Sun Qi, Peng Yifan, Liu Jinze
Department of Computer Science, University of Kentucky, Lexington, KY, 40508, USA.
Department of Population Health Sciences, Weill Cornell Medicine, New York, NY 10065, USA.
iScience. 2021 Jul 14;24(8):102855. doi: 10.1016/j.isci.2021.102855. eCollection 2021 Aug 20.
Single-cell RNA sequencing (scRNA-seq) has become a revolutionary technology to characterize cells under different biological conditions. Unlike bulk RNA-seq, gene expression from scRNA-seq is highly sparse due to limited sequencing depth per cell. This is worsened by tossing away a significant portion of reads that attribute to gene quantification. To overcome data sparsity and fully utilize original reads, we propose scSimClassify, a reference-free and alignment-free approach to classify cell types with -mer level features. The compressed -mer groups (CKGs), identified by the simhash method, contain -mers with similar abundance profiles and serve as the cells' features. Our experiments demonstrate that CKG features lend themselves to better performance than gene expression features in scRNA-seq classification accuracy in the majority of experimental cases. Because CKGs are derived from raw reads without alignment to reference genome, scSimClassify offers an effective alternative to existing methods especially when reference genome is incomplete or insufficient to represent subject genomes.

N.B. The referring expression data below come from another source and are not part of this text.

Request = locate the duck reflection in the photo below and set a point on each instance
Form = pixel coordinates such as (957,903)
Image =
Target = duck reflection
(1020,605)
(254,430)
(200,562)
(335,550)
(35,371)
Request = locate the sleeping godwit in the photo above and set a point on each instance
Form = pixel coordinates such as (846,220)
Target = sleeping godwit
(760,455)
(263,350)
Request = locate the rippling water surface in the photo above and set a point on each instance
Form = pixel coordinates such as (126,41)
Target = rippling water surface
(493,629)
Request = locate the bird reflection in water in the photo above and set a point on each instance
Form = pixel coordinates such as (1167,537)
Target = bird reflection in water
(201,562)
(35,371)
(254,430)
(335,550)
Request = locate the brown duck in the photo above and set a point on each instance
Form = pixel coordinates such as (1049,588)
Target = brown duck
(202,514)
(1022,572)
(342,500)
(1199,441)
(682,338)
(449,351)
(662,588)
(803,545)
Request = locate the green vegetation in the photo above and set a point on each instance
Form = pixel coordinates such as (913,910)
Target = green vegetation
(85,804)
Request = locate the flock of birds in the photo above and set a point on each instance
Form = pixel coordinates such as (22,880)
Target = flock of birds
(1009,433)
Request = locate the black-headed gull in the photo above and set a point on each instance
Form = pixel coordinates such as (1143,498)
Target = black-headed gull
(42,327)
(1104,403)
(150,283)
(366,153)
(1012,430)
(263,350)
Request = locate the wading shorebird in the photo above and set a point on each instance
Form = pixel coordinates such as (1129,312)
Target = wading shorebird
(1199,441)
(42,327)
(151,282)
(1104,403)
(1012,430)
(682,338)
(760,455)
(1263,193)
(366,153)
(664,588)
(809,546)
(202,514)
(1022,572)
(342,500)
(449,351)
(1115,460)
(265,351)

单细胞RNA测序(scRNA-seq)已成为一种革命性技术,用于表征不同生物学条件下的细胞。与批量RNA测序不同,由于每个细胞的测序深度有限,scRNA-seq的基因表达非常稀疏。通过舍弃大量用于基因定量的读数,这种情况会变得更糟。为了克服数据稀疏性并充分利用原始读数,我们提出了scSimClassify,这是一种无参考和无比对的方法,用于使用-mer水平特征对细胞类型进行分类。通过simhash方法识别的压缩-mer组(CKG)包含具有相似丰度谱的-mer,并作为细胞的特征。我们的实验表明,在大多数实验情况下,CKG特征在scRNA-seq分类准确性方面比基因表达特征具有更好的性能。由于CKG是从原始读数中衍生而来,无需与参考基因组比对,scSimClassify为现有方法提供了一种有效的替代方案,特别是当参考基因组不完整或不足以代表目标基因组时。